At slide 17, the USGS provides a graphic of the relative size of the various basins of continuous oil reservoirs, such as the Bakken, in the United States, to include Alaska. If one is trying to downplay the size of the Bakken, this is pretty successful.
Each basin/locality has a green "dot" varying in size based on the size of the reservoir. The USGS uses four dots to represent four "sizes":
- less than 0.1 billion bbls
- 0.1 to 0.5 billion bbls
- 0. 5 to 2.0 billion bbls
- greater than 2.0 billion bbls
Take a look at the graphic (slide 17 at the link). There is not a whole lot of difference in the size of the green "dots" for the Permian, the Western Gulf, and the Williston Basin.
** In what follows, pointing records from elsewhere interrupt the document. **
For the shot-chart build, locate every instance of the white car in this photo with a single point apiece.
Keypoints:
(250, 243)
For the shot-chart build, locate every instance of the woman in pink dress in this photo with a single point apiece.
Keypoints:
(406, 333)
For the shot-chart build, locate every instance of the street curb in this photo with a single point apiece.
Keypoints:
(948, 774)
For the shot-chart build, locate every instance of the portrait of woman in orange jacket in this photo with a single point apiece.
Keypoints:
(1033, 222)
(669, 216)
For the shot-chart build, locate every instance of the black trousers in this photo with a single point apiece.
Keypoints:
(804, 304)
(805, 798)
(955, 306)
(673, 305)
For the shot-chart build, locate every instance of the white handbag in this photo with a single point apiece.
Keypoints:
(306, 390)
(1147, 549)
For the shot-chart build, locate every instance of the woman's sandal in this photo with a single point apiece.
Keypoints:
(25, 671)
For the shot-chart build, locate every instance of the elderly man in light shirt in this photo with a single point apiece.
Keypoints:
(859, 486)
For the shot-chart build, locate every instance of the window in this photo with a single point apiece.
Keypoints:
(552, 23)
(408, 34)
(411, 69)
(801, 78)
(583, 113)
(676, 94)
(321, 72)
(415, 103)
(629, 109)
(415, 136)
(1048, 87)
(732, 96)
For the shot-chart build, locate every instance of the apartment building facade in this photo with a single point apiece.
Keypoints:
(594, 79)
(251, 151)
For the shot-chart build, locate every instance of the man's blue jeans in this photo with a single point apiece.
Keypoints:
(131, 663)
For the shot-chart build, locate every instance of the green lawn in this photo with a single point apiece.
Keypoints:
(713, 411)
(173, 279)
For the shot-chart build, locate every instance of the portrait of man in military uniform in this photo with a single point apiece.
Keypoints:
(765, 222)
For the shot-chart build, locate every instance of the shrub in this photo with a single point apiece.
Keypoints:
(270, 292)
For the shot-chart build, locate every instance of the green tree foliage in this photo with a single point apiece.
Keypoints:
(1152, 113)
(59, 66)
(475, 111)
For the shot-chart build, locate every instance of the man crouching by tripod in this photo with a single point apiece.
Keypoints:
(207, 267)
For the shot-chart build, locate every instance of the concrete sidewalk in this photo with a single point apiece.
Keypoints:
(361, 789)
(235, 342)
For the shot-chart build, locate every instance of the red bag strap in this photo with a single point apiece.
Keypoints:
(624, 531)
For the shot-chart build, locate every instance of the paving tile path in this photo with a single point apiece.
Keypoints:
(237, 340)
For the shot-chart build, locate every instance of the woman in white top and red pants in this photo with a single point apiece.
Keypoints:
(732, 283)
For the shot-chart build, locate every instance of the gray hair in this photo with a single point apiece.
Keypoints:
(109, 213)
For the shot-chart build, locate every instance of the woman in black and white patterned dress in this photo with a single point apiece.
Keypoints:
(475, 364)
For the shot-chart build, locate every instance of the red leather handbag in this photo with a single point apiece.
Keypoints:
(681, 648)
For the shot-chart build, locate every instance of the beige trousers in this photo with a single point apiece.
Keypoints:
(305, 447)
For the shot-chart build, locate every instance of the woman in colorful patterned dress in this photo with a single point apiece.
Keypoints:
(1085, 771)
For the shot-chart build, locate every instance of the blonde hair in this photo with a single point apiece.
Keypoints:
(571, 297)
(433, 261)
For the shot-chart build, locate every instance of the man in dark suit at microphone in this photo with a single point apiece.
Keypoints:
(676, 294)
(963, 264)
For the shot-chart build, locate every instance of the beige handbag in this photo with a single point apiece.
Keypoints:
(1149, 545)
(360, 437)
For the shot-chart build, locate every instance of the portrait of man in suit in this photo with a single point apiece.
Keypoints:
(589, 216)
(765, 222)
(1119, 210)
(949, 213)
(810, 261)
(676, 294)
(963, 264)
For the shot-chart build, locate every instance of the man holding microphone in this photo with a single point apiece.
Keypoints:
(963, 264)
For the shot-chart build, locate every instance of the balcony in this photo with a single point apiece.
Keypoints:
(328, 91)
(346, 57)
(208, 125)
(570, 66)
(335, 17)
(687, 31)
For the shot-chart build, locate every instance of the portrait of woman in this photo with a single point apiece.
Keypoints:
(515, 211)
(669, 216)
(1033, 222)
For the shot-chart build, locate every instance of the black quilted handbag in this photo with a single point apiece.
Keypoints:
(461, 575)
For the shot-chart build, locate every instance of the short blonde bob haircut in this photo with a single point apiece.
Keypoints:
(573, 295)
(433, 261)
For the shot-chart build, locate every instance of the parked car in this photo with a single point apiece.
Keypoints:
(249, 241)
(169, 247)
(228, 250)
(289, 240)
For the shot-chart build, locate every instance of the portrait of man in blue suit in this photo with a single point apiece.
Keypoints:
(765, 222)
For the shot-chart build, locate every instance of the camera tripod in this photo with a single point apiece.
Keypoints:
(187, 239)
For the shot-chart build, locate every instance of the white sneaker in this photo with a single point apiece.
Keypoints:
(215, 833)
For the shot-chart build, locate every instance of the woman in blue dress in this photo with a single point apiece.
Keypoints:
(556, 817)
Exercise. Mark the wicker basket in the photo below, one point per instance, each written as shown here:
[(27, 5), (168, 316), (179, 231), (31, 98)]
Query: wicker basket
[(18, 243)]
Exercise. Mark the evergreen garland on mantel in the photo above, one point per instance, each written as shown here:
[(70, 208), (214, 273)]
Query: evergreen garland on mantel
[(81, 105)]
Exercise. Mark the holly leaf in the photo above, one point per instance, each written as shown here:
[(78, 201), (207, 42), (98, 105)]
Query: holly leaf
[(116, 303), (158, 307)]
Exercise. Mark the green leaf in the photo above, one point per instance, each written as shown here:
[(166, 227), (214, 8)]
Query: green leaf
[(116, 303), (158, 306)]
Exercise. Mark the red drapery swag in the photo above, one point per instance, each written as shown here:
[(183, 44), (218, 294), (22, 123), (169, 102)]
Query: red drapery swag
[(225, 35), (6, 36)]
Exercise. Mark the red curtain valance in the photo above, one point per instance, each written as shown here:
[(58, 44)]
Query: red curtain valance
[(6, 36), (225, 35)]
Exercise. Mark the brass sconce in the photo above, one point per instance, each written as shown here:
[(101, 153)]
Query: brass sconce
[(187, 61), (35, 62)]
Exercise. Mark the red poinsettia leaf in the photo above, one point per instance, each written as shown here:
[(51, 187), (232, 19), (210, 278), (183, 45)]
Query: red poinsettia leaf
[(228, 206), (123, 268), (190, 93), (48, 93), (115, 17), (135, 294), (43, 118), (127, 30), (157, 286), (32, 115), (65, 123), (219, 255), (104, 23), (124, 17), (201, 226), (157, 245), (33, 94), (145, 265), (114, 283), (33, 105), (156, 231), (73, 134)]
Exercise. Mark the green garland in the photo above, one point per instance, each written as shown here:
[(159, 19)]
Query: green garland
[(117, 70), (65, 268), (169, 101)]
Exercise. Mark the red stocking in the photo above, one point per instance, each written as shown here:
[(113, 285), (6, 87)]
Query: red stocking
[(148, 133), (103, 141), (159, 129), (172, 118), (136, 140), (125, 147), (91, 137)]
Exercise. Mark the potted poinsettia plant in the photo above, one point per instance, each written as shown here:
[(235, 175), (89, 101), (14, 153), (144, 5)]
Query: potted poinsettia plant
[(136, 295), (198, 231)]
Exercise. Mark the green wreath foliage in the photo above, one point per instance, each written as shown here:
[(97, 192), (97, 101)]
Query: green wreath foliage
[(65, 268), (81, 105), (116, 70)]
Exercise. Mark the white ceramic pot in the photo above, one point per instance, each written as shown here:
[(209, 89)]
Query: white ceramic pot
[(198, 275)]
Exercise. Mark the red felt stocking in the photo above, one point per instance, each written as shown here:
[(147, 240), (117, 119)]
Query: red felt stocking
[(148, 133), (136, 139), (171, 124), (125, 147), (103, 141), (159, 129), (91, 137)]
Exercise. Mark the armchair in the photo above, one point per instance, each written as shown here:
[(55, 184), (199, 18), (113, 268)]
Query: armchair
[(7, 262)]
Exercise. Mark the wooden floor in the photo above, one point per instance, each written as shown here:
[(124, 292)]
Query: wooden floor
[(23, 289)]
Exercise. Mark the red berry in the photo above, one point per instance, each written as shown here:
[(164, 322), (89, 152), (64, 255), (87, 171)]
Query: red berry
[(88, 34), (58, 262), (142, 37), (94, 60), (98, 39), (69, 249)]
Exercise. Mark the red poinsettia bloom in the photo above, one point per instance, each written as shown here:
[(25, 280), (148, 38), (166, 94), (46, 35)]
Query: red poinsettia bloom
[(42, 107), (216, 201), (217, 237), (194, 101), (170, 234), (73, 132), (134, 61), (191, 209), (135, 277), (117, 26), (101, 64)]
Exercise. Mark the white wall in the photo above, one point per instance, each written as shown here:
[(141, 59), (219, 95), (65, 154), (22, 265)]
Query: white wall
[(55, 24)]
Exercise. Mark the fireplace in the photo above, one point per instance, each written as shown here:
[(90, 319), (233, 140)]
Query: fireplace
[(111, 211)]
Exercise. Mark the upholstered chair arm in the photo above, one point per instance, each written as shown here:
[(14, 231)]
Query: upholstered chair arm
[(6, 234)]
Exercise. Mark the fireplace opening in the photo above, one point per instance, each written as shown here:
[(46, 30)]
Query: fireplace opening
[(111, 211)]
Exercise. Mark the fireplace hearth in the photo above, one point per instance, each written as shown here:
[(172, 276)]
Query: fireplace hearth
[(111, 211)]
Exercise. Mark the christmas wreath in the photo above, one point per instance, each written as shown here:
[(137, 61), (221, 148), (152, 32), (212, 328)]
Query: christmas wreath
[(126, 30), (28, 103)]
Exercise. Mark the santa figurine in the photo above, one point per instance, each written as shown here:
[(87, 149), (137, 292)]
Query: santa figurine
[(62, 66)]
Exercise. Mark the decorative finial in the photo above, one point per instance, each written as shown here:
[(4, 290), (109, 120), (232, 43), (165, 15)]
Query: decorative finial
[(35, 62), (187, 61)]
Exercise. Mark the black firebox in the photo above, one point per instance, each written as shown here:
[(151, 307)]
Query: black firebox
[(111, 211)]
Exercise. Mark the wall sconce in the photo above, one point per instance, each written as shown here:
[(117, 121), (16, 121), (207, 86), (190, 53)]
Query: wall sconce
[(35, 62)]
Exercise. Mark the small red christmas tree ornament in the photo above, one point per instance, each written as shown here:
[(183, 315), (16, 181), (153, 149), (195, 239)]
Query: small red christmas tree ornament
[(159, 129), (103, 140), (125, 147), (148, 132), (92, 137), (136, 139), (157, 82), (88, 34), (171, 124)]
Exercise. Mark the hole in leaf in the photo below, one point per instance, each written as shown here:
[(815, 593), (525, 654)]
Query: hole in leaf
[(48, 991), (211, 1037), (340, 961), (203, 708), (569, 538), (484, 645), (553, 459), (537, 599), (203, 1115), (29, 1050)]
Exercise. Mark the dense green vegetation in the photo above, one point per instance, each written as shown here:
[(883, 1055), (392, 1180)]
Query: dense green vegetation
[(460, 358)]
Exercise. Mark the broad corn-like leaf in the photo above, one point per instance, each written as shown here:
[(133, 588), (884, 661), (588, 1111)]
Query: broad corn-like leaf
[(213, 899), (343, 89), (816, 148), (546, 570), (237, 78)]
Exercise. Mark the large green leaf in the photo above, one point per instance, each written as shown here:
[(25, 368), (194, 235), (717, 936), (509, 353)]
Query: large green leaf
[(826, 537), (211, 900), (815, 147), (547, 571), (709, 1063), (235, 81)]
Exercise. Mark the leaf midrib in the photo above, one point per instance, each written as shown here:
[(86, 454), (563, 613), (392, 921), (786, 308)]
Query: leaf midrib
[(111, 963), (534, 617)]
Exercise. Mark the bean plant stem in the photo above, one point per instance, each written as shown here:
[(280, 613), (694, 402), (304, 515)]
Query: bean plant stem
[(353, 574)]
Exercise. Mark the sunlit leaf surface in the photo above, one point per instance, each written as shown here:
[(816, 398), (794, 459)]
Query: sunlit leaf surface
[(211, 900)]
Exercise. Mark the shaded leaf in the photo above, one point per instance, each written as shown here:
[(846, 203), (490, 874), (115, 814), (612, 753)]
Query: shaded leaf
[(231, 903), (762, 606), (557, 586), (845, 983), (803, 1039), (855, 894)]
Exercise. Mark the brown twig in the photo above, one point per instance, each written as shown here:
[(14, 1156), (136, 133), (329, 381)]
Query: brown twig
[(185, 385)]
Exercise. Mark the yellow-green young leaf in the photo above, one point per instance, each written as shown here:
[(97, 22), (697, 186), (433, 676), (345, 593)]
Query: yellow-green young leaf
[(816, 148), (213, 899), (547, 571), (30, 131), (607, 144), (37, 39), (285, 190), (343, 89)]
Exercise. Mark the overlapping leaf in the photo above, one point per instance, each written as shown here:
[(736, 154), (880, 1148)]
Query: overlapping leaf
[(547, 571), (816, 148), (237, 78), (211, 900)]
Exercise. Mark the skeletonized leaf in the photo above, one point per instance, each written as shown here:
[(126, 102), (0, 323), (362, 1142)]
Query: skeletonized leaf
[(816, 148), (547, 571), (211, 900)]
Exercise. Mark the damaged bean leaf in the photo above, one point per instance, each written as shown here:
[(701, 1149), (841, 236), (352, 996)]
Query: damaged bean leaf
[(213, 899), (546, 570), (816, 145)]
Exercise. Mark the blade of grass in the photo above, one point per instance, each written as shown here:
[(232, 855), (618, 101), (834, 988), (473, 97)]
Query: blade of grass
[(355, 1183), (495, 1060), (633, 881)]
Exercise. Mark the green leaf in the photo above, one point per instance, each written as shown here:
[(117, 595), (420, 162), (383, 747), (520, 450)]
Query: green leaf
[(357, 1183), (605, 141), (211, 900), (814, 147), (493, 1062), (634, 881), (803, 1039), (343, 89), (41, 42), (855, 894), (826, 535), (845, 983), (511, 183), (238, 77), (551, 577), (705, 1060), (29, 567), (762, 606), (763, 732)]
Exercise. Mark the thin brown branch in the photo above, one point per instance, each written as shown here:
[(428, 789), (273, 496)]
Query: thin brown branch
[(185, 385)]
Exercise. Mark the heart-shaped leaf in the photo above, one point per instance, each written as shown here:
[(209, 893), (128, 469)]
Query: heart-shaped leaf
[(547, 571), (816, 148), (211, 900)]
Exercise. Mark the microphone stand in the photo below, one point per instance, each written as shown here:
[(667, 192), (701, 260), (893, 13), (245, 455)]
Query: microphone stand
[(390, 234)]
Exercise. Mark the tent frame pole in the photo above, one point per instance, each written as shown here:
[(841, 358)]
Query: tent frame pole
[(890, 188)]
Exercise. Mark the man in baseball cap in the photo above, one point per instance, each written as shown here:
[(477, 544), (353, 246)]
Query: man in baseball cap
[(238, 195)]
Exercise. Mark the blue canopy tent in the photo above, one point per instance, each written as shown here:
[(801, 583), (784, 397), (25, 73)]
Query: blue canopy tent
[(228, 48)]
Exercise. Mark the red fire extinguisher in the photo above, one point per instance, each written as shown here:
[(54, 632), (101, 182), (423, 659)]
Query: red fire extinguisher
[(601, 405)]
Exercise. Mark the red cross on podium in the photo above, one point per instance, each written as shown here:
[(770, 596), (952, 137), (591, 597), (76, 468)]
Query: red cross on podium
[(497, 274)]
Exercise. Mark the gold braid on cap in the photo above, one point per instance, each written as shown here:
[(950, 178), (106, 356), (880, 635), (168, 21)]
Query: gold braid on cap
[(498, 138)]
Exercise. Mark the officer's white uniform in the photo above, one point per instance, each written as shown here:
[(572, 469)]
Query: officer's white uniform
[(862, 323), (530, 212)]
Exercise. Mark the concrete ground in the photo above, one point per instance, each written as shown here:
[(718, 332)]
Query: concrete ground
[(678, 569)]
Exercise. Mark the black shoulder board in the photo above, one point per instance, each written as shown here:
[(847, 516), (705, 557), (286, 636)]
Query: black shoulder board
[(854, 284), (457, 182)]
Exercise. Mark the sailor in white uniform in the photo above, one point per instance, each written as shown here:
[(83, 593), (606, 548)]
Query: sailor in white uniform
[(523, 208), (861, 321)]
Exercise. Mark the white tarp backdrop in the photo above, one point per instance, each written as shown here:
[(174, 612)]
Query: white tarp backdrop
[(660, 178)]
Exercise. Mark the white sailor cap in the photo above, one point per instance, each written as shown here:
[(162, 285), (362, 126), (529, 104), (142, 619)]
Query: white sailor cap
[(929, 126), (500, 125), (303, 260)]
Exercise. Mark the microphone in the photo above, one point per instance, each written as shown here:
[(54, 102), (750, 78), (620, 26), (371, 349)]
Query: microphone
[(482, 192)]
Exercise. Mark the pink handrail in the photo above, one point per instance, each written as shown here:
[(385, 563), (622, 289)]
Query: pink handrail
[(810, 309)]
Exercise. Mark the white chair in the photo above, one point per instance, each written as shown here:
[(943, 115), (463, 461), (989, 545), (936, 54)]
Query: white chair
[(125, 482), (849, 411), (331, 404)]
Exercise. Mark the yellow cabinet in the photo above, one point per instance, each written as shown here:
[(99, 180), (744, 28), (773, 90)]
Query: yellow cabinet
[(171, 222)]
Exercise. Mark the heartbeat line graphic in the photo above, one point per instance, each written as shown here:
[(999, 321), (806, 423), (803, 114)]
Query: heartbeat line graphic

In fact, a newbie glancing quickly at this one slide would not be all that impressed with how much bigger the Williston Basin is compared to the Permian or the Western Gulf based on the graphic or the size of the dots.
But then look at the numbers:
- Permian Basin (Midland-Odessa): 0. 51 billion bbls
- Alaska North Slope (Prudhoe Bay): 0.94 billion bbls
- Western Gulf (Eagle Ford) Basin: 1.73 billion bbls
- Williston (Bakken/Three Forks) Basin: 7.38 billion bbls
Having said all that: my hunch is that the estimate for the Western Gulf (Eagle Ford) continuous reservoir is significantly underestimated, and will be revised upward in the next assessment.